Shifted: Siren Prophecy 1 has a slightly different problem: it has two Core Questions for the main character’s plot arc, meaning that the reader continually feels confused and their expectations can’t be satisfied. The story kicks off when the teenage Myreen defies the rules she’s lived with all of her life and goes to a party after dark. She comes back to find her mom has been killed by vampires. This creates a straightforward Core Question: “Who killed Myreen’s mom and why?” It also suggests a host of other questions: “Is Myreen next? Did she somehow bring it on herself by breaking her mom’s rules? Will she seek revenge? How can she protect herself against vampires?” We have an innocent hero, a sudden event and, very likely, a test of survival: classic Dudette with a Problem.

However, a teacher from a special school for shifters immediately swoops in and whisks Myreen away from the scene of the crime. Once Myreen gets to this school, she becomes preoccupied with coping with her previously unknown mermaid powers, dealing with bullies, making new friends and navigating flirtations. So the bulk of her story falls into the Institutionalized category, with the core question being “Will Myreen learn to control her powers and find her place in shifter society?” The loss of her mother is never far from her mind, but she doesn’t seem curious about why her mother was targeted, who was behind it, if she too is a target, how she can strike back, and so on. Her mother’s murder is what kicks off the story, but it’s soon pushed to the side in favor of high-school hijinks and the story suffers for it.

Most readers have never heard the words “inciting incident,” couldn’t tell you the difference between an iconic hero and a transformational hero, and don’t care why some stories are told in first person and others in third. But they know on some instinctual level if a story seems off, and if our heroine is preoccupied with hot boys and mean girls three days after her mother was murdered by vampires, the story can’t ring emotionally true. Myreen’s plot has two story questions, and trying to treat them with equal weight means that neither one really works. 

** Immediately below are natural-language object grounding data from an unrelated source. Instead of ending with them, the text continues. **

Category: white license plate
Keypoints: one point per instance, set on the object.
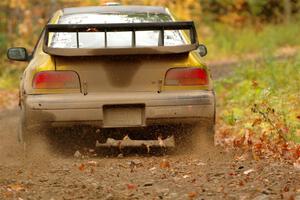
(123, 116)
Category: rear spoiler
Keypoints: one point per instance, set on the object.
(132, 27)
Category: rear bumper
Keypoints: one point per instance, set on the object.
(162, 108)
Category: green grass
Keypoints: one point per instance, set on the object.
(224, 41)
(272, 88)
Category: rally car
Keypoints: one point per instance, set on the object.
(115, 69)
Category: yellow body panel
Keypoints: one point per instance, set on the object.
(43, 62)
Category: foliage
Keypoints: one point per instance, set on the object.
(260, 102)
(225, 41)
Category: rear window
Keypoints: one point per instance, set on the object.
(114, 39)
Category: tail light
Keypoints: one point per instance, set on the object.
(186, 77)
(56, 80)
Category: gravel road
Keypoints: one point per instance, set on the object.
(206, 173)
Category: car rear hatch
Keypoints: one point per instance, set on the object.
(121, 57)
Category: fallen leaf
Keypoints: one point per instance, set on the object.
(192, 195)
(81, 167)
(131, 186)
(161, 142)
(164, 164)
(186, 176)
(92, 163)
(248, 171)
(16, 187)
(297, 164)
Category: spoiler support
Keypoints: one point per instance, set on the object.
(121, 27)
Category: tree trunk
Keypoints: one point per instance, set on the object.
(287, 10)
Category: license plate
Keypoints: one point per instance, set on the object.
(123, 116)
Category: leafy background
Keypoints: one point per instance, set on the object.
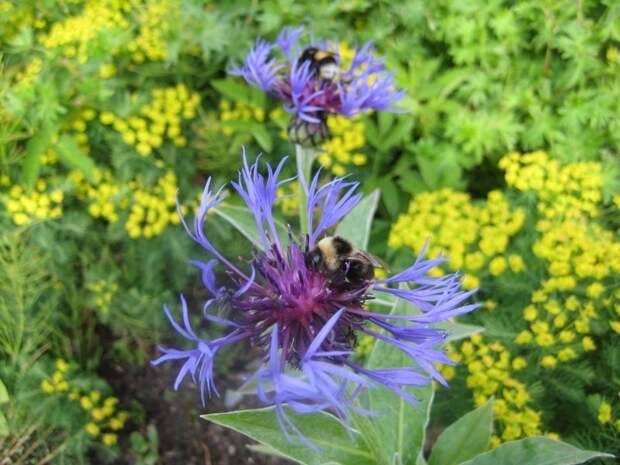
(510, 139)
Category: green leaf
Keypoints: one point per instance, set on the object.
(242, 219)
(467, 437)
(233, 90)
(4, 394)
(356, 225)
(391, 196)
(397, 434)
(536, 451)
(398, 132)
(71, 155)
(458, 331)
(263, 137)
(325, 431)
(4, 426)
(36, 147)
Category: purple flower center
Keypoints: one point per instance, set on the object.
(299, 299)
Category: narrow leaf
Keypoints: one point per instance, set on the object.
(233, 90)
(263, 138)
(467, 437)
(398, 432)
(356, 225)
(36, 147)
(71, 155)
(243, 221)
(459, 331)
(4, 426)
(536, 451)
(4, 394)
(325, 431)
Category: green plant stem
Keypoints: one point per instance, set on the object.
(304, 157)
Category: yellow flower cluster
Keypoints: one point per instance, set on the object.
(238, 111)
(490, 367)
(605, 415)
(103, 195)
(347, 137)
(17, 16)
(563, 191)
(159, 119)
(155, 18)
(40, 204)
(151, 207)
(104, 291)
(103, 418)
(580, 257)
(474, 236)
(75, 33)
(151, 210)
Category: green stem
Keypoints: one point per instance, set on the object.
(304, 157)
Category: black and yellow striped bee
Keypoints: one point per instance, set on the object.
(322, 63)
(342, 262)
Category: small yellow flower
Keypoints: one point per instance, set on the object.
(566, 354)
(588, 344)
(604, 413)
(47, 387)
(548, 361)
(86, 403)
(524, 337)
(516, 263)
(519, 363)
(497, 266)
(92, 429)
(109, 439)
(470, 282)
(530, 313)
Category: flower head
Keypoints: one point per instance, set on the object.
(302, 317)
(310, 81)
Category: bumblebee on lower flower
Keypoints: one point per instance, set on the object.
(287, 302)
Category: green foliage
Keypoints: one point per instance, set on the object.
(99, 129)
(25, 301)
(469, 436)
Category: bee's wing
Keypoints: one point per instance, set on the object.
(374, 261)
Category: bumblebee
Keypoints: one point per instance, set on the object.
(346, 265)
(323, 64)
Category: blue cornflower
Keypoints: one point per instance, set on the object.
(314, 87)
(304, 320)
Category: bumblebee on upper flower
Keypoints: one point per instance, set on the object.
(313, 84)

Reducing stories to ten basic categories might feel grating, because it’s in our nature as writers to want to do something new and amaze readers with our brilliance and creativity. But using these categories as tools can help our stories feel more accessible and coherent. If you’re writing a story, which category does it fit in? Which category is your favorite to read or watch? (Institutionalized and Golden Fleece are mine.)